ADDTIONAL NON- DISCLOSURE BEFORE JUSTICE MATHESON
[39] There were additional incidents of nondisclosure in a material way before Justice Matheson as indicated by the Defendants.
[40] The Plaintiff stated in her affidavit that it was because of the Defendant’s history of personal bankruptcy that she thought it would be impossible for her to realize on a judgment against him and that he might alienate or hide his assets to avoid payment for her.
[41] In fact, as noted by the Defendant, he had never been personally bankrupt but rather he did have a history of a company in which he had an interest declaring bankruptcy.
[42] Plaintiff’s Counsel had prepared her affidavit and attached a bankruptcy notice dated August 10, 2012 filed by AI Applications Inc. and not by the Defendant personally which the Plaintiff in her affidavit suggested nevertheless related to the Plaintiff’s personal bankruptcy. The obvious purpose was to suggest that this was material evidence for Justice Matheson to consider in deciding whether to grant the Mareva Injunction.
[43] Plaintiff’s Counsel indicated to the Court that he had not noticed that the document pertained to the Defendant’s company rather than him personally and also suggested in his submissions that his client may have had a different interpretation of the word “bankruptcy” even though he was the one who prepared her affidavit using that word. She however had stated when cross-examined on her affidavit that she knew as far back as August 2012 that 2013 ONSC 1210 (CanLII)

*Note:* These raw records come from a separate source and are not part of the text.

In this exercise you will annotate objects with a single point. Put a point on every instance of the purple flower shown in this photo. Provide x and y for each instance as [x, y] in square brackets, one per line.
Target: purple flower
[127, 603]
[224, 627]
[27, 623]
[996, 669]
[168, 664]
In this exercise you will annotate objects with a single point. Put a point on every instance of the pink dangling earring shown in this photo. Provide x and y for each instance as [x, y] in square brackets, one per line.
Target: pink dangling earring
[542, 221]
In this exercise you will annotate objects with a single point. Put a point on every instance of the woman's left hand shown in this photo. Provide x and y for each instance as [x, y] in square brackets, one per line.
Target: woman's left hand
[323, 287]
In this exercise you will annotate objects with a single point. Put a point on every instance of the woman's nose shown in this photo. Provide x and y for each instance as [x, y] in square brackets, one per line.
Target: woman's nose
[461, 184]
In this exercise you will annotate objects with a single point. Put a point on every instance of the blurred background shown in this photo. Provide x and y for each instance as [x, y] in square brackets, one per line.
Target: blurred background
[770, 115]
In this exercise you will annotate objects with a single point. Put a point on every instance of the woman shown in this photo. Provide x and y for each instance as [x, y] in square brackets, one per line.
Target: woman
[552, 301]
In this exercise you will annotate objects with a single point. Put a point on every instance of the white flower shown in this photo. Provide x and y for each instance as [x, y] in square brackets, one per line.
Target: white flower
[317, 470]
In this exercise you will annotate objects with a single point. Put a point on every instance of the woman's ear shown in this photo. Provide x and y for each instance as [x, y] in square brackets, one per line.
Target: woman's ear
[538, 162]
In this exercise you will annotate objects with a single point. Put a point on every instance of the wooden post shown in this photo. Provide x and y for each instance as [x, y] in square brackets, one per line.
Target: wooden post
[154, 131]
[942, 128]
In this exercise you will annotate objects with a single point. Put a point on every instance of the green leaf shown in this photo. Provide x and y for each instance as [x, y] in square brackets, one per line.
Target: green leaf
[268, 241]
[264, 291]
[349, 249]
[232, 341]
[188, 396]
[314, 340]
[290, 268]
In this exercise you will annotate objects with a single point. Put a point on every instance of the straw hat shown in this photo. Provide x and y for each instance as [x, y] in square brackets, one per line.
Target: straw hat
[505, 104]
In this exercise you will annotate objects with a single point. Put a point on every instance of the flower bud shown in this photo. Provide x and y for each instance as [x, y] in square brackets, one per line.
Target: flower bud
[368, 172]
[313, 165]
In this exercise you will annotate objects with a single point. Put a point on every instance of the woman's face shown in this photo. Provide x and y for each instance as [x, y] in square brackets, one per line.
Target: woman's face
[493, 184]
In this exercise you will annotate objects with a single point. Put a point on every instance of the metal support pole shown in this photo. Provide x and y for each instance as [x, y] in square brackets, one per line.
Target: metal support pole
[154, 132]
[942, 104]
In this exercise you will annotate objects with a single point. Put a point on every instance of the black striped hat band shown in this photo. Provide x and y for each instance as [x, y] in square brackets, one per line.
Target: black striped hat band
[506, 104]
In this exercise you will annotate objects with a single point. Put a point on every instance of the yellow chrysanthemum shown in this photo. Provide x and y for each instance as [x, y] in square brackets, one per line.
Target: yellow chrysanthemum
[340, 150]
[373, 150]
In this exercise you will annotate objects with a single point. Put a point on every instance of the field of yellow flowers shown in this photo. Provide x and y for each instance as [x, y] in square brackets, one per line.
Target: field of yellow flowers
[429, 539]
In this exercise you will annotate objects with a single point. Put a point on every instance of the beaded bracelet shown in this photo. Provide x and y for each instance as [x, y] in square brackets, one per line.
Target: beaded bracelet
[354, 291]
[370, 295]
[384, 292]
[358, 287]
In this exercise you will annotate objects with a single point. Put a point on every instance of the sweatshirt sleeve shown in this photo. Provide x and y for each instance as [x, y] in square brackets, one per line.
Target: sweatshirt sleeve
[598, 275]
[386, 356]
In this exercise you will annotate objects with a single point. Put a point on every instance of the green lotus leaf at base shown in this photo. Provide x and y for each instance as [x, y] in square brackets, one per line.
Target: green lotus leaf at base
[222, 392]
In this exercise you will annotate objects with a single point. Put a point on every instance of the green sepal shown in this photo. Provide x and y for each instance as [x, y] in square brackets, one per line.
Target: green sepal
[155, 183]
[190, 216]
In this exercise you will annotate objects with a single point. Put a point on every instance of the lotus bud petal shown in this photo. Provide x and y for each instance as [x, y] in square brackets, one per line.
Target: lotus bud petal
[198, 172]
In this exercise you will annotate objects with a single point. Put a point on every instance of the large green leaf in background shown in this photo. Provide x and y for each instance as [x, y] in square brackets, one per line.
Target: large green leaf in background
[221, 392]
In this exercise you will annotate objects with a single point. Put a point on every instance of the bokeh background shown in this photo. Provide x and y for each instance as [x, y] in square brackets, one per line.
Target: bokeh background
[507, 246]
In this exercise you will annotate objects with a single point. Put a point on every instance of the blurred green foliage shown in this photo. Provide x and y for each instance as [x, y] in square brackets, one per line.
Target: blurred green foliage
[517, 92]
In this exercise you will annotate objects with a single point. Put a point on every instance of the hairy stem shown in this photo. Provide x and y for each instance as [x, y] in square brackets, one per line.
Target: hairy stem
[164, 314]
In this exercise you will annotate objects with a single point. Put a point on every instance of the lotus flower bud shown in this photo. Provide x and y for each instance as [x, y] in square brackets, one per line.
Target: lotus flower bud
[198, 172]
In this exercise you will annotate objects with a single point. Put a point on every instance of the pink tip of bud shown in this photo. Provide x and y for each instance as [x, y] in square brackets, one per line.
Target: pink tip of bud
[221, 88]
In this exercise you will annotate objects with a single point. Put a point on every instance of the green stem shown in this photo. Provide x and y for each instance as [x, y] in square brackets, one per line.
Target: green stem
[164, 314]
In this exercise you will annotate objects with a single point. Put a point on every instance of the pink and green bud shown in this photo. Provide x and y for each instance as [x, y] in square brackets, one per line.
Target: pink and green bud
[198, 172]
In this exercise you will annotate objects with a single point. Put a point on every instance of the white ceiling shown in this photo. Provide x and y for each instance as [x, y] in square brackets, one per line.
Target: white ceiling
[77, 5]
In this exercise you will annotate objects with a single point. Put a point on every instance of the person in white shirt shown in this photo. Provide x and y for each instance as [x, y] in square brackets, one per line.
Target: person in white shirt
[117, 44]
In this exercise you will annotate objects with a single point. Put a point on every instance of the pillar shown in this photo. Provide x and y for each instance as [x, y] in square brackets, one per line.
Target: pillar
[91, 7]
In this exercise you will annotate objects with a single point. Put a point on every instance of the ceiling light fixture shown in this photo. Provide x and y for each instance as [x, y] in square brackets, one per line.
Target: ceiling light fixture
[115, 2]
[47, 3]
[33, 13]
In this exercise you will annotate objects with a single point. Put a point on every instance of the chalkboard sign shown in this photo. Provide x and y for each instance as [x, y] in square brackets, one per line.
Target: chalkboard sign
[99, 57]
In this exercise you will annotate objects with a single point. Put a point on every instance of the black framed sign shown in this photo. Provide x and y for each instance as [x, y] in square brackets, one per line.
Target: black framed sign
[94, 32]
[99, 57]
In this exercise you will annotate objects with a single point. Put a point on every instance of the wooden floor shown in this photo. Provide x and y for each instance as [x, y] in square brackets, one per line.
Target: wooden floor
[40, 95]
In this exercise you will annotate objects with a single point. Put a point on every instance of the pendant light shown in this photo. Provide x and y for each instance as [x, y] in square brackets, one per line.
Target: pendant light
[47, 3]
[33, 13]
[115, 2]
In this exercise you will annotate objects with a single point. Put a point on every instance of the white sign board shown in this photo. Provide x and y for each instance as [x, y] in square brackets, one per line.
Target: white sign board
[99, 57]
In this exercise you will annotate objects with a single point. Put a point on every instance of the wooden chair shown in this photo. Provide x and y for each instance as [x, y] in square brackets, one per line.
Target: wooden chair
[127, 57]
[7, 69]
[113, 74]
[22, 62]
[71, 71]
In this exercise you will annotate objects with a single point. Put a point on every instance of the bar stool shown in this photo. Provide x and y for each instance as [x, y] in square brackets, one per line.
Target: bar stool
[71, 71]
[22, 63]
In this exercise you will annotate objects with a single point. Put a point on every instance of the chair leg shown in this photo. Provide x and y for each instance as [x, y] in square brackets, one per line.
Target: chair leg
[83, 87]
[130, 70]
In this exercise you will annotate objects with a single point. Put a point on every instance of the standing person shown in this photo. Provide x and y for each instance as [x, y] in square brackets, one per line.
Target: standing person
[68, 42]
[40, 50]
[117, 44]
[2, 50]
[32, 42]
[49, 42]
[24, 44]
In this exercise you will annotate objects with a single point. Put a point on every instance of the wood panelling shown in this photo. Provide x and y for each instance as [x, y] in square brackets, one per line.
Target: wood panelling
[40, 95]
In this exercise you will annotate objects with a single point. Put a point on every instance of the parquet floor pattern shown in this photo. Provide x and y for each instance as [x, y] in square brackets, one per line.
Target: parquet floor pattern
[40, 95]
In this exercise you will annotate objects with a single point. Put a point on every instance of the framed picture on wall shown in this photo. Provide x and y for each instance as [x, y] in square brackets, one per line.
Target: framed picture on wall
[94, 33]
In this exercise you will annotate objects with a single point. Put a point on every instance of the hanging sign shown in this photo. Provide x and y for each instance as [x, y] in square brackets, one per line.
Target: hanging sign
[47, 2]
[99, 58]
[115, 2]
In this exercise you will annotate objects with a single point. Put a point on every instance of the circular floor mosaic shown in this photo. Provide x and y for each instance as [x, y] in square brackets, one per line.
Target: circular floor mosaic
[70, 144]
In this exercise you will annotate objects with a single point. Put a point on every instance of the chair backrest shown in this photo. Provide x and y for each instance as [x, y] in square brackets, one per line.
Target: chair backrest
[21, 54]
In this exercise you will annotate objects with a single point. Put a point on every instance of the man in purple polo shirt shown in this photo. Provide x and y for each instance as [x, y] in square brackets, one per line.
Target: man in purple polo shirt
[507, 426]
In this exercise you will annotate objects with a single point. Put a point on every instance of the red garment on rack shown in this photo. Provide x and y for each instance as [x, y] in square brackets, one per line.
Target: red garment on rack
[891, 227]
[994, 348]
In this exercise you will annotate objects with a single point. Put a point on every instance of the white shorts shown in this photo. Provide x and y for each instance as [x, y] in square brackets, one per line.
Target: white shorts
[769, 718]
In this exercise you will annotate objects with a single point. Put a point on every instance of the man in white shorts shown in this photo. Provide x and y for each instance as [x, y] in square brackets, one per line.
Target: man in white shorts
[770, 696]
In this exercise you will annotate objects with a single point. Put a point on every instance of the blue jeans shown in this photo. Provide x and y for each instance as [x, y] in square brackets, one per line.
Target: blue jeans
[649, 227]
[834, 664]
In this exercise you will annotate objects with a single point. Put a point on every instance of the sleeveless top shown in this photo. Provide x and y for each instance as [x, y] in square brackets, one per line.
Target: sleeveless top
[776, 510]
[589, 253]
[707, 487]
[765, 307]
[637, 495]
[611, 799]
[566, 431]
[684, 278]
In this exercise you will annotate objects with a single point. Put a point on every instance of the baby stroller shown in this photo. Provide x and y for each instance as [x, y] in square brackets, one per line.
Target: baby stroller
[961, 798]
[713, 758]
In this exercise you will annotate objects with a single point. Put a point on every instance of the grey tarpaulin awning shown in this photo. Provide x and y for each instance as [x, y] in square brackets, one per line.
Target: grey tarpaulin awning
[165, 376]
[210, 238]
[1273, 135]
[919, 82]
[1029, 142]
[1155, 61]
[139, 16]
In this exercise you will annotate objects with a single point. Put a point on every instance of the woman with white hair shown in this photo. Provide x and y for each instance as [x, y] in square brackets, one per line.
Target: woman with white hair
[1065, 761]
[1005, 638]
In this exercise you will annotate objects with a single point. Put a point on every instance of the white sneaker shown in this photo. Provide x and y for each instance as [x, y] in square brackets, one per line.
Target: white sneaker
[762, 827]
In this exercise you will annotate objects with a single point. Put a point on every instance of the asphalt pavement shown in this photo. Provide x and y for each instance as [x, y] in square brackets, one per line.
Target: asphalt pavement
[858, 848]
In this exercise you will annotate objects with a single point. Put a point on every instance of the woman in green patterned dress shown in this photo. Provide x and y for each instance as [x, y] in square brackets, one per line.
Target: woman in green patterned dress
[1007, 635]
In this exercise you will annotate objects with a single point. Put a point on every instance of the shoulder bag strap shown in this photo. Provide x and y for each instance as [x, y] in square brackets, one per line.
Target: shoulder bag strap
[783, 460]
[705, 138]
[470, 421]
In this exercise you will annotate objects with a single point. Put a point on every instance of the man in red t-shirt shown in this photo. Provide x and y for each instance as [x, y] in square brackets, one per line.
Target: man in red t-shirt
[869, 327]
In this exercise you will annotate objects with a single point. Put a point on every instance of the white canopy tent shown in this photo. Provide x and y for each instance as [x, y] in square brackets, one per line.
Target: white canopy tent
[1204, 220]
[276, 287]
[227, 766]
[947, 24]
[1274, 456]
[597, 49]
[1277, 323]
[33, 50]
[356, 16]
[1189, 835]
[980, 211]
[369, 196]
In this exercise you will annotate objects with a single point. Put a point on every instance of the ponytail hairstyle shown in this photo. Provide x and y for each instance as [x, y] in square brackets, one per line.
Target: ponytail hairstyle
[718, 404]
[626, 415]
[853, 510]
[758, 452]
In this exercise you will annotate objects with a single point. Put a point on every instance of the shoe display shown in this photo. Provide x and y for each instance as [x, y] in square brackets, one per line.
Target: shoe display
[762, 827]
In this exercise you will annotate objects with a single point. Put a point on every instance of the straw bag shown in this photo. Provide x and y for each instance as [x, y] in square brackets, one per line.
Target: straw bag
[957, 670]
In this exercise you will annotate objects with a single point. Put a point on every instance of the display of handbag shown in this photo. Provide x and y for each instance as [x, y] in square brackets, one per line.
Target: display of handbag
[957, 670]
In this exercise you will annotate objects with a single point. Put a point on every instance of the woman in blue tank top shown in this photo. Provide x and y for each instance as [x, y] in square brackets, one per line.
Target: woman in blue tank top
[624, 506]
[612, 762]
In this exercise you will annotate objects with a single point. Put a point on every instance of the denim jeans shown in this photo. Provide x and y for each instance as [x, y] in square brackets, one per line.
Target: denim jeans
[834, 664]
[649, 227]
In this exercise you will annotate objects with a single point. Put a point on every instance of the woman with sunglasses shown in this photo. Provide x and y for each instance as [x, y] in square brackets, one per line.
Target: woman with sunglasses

the Defendant had not been personally bankrupt yet that is not what Justice Matheson was told on December 20, 2012.
[44] There was also further evidence in her affidavit that was obviously meant to suggest to Justice Matheson that the Defendant was impecunious and hence making it important for Justice Matheson to consider granting an order to prevent the Defendant from disposing of his assets pending a trial.
[45] For example, she stated very clearly that throughout their period of time together ,she supported him as he had no money and that he was living in a motel at the time of her swearing her affidavit i.e. suggesting that he had no permanent residence and implying he could leave the country at any time.
[46] However, when she was cross-examined, she admitted that the evidence in the Defendant’s affidavit was true that the Defendant in fact owned the hotel in which he was residing and that she had known that from her real estate friend since the summer of 2012 as well as knowing that he was in the process of renovating it. Not disclosing that to Justice Matheson instead of what she actually stated in her affidavit was misleading at best and untrue at worst.
[47] In addition, Plaintiff’s Counsel conceded in his submissions that there was really no evidence in the Plaintiff’s affidavit material to suggest that the Plaintiff had taken any steps whatsoever since the date of the settlement agreement in June 2009 until the commencement of this action in June 2012 to claim that she was entitled to the 7,750,000 restricted shares of the Nevada company either in addition to or in place of the 300,000 non-restricted shares she actually received in June 2009.
[48] The lack of any evidence of such steps to advance that position for three years could lead to the logical inference that the Plaintiff in fact had reached a settlement of all issues regarding the Nevada company shares in June 2009 and knew she did not have and could not pursue a claim for the additional shares. 2013 ONSC 1210 (CanLII)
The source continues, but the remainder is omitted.